Oracle provided the schedule within a few minutes, and it is supposed to start at 11:00 PM UTC. The primary database state transitioned to “Updating”.

The same was visible on the standby side as well.

Looking at the Work Requests, I can see the operation “Update Autonomous AI Database scheduled time for DB upgrade to 26ai” is currently in progress.

The upgrade on the primary instance, ABC19CPRD, was the first to move, starting at 11:00:14 PM UTC. It successfully finished its version transition just four minutes later, at 11:04:03 PM UTC.


The version information in the OCI Portal was updated to show 26ai.

A query of the banner in V$VERSION confirms the new identity: Oracle AI Database 26ai Enterprise Edition Release 23.26.1.1.0.

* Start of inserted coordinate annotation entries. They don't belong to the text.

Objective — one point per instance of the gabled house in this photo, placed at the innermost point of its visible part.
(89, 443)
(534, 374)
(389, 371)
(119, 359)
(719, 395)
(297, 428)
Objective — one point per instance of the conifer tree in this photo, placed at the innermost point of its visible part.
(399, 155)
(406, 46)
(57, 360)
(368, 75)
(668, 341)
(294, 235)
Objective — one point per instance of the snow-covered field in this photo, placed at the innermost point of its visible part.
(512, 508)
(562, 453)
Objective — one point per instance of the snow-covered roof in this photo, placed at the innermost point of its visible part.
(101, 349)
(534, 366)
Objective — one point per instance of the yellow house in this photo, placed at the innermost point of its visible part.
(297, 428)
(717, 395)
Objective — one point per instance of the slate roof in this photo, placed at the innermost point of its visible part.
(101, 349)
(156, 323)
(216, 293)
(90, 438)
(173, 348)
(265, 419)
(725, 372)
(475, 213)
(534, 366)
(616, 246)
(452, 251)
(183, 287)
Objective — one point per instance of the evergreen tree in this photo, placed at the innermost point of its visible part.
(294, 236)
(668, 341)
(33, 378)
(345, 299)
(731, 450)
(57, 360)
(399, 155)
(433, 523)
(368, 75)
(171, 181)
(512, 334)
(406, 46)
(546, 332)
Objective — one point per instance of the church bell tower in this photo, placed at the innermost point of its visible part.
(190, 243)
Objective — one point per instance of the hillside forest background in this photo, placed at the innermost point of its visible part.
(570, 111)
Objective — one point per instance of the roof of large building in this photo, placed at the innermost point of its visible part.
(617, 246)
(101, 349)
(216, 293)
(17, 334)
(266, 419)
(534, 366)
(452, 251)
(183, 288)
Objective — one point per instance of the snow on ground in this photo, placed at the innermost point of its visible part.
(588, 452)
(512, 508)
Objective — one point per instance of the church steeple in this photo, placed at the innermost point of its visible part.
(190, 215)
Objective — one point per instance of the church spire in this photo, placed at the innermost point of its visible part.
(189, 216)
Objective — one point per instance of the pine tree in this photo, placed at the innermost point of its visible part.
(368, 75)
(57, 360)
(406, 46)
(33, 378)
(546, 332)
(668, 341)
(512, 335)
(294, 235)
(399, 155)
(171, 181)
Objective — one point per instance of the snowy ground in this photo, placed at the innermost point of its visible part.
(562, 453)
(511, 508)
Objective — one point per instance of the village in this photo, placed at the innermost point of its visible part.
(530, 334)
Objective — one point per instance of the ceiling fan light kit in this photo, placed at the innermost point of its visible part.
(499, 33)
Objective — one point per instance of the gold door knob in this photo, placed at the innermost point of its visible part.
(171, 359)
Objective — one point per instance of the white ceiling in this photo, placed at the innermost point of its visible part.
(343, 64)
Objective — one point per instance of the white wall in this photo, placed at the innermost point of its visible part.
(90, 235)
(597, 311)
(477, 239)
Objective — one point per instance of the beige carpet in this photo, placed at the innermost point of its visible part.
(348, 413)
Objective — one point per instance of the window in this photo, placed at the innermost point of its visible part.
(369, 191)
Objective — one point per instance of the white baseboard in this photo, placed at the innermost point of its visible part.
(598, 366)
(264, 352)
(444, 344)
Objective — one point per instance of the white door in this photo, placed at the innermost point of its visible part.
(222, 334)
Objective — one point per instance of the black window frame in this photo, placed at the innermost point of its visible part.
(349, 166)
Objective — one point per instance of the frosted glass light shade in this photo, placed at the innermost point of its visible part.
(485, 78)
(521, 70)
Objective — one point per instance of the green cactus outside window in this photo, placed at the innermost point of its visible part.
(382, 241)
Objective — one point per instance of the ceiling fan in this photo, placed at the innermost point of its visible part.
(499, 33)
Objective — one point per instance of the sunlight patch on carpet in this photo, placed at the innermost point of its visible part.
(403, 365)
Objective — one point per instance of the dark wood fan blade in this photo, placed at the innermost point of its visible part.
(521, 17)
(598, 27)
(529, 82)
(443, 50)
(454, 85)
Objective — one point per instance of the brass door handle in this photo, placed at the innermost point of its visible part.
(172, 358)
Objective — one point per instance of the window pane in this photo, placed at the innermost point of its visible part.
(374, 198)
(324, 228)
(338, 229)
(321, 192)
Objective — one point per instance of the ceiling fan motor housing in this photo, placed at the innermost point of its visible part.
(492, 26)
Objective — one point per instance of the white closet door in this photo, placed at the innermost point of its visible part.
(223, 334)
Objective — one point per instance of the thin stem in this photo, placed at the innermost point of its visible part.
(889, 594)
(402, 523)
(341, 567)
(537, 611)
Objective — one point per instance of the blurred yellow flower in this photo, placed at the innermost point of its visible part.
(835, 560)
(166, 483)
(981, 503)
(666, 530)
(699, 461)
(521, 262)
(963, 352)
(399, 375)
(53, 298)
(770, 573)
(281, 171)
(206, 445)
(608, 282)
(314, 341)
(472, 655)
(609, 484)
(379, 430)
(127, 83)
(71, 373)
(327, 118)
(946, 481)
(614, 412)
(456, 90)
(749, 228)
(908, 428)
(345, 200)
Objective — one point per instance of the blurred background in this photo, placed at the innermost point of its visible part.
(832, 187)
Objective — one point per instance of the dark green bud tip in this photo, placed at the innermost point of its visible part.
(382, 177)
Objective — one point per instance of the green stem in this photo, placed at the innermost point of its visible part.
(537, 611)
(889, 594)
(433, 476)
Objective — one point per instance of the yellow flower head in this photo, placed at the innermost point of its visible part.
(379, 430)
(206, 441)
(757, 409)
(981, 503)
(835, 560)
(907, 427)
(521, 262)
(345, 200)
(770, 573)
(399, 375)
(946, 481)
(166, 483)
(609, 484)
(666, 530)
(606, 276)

A few minutes after the primary upgrade, standby still shows 19c. Scheduled 26ai upgrade time is the time I scheduled for the primary upgrade.

After a few minutes, the standby upgrade kicked off.

I am skeptical of the standby upgrade time – it started and finished immediately according to the work request, but the standby had “Updating” status at the top for 4+ minutes.

After about 15 minutes of total elapsed time from start to finish, the environment was fully upgraded to 26ai.

Both the Chicago and Ashburn consoles now proudly display Database Version: 26ai.
Oracle also initiated the automatic backup shortly after the primary upgrade.

This is one issue when people use the version in the database name – now my 26ai database is named 19c! Luckily, Autonomous offers an easy way to change the display name. It only changes the display name; the database name remains the same.


But my autonomous data guard standby instance still has the old display name, and there is no option to change its name.
That’s it. 15 minutes to upgrade the Autonomous AI Database Serverless from 19c to 26ai.
Behind the Scenes: Why the Upgrade Is So Fast
What makes the Autonomous Database upgrade from 19c to 26ai finish in minutes is that it is not a traditional in-place database upgrade.
In Autonomous Database, compute and storage are decoupled. The database files live on Exadata storage, while the database engine runs on disposable compute. During an upgrade, Oracle does not upgrade binaries in a running database. Instead, Oracle switches the database to a new, pre-provisioned compute stack that is already running the 26ai engine.
The 26ai Oracle Homes are built, patched, and validated ahead of time across the Autonomous fleet. By the time the upgrade starts, the target engine is already live and tested. The upgrade window is primarily spent draining connections, switching compute, and running final health checks.
Data dictionary and internal metadata changes are also handled differently. Many transformations are pre-staged or deferred, and several 26ai capabilities are enabled only when first used. This avoids the long-running dictionary upgrade steps that dominate traditional upgrades.
In short, the speed comes from architecture, not faster scripts. Autonomous Database upgrades work because Oracle controls the full stack and treats the database engine as a replaceable component rather than something that must be upgraded in place.
Rollback and Alternate Upgrade Options
Once a scheduled upgrade is initiated in Autonomous Database, it cannot be paused or cancelled, and there is no self-service downgrade option after completion. However, Oracle does provide a limited rollback window (via Oracle Support) if issues are identified shortly after the upgrade, which is possible because the upgrade does not modify data in place. For customers who want to reduce risk further, Oracle also supports full clone and refreshable clone–based upgrades. A refreshable clone allows you to validate application behavior on 26ai while continuously syncing data from the 19c primary, making it ideal for pre-production testing. A full clone, on the other hand, creates a one-time copy that can be upgraded independently and used for functional validation or performance testing before committing to the production upgrade. These options provide a practical safety net when upgrading business-critical workloads.